На месте выгрузки встретились с командиром дивизии полковником М. А. Щукиным и военкомом полковым комиссаром А. Ф. Крохиным. Выслушав их доклад, пошли знакомиться с бойцами и командирами прибывшего полка. Настроение у них было хорошее: они горели желанием вступить в бой. Сказав Щукину, что мы решили поддерживать его дивизию 8-й танковой бригадой, посоветовали встретиться с комбригом и договориться о взаимодействии.
— Используйте случай и позаимствуйте боевой опыт, — подсказал Николай Васильевич Абрамов.
Через час я выехал в штаб армии, а член Военного совета остался в дивизии, чтобы договориться с Крохиным об организации партийно-политической работы в связи с полученной задачей.
В штабе армии я узнал, что другие дивизии задерживаются в пути: немцы усиленно бомбили шоссейные дороги и железнодорожную магистраль. Срок наступления приближался. Возник вопрос: просить командование фронта об отсрочке наступательной операции или начинать действовать имеющимися силами.

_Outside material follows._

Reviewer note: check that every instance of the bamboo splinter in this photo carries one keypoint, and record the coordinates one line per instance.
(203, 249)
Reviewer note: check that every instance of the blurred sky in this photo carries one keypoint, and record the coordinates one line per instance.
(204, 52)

По закрытой связи меня вызвал к аппарату генерал-лейтенант В. Д. Соколовский.
— Как идет подготовка к наступлению? — спросил он.

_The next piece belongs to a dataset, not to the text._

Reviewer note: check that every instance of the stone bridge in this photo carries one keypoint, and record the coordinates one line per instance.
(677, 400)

— План операции составлен, но нас беспокоит задержка эшелонов с войсками. Нельзя ли ускорить их прибытие? Просим также усилить нас зенитными средствами.
— Будем принимать меры.
Я поделился своими сомнениями о возможности начала операции 5 декабря и попросил его совета насчет отсрочки.
— Нужно все тщательно взвесить, — ответил Соколовский.

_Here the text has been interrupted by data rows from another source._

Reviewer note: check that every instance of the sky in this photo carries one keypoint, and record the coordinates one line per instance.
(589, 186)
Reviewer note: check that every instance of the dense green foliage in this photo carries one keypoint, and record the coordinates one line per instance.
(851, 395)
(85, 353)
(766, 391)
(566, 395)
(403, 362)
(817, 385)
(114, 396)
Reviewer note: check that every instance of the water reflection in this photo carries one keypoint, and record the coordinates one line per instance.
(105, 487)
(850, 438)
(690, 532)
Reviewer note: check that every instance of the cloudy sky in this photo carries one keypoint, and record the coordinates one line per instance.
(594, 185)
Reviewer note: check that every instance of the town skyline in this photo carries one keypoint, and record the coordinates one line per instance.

Собрался Военный совет армии. Были приглашены командиры и комиссары стрелковых, кавалерийских, моторизованной дивизий и танковых бригад. В ходе обсуждения мнения разошлись. Одни говорили о риске наступать только с ослабленными силами, не дождавшись свежих резервов, и предлагали отодвинуть начало наступления на пять — шесть дней. Это мнение настойчиво отстаивал начальник артиллерии Л. А. Мазанов. «Нельзя наступать без достаточного количества артиллерии, тем более при наличии у противника большого количества танков», — доказывал он. Некоторые командиры и военкомы также склонялись к этой точке зрения (комдив 365-й стрелковой Щукин, комдив 18-й кавалерийской Иванов). Другие считали, что отсрочка наступления позволит неприятелю укрепиться и подтянуть резервы. Тогда нам будет очень трудно прорвать оборону немцев, тем более что танков у нас мало, а у гитлеровцев их сотни. Это соображение упорно доказывал П. Г. Чанчибадзе. И тоже имел поддержку. Аргументы Мазанова и Чанчибадзе не лишены были логики.
Настал самый трудный и ответственный момент для командующего армией — надо было принять окончательное решение. Все мнения выслушаны, теперь твой черед, командарм!
Вернувшись в землянку, я вновь пригласил члена Военного совета и начальника штаба армии. По их лицам сразу понял, что они тоже ждали этого разговора, хотели еще раз подумать вместе со мной.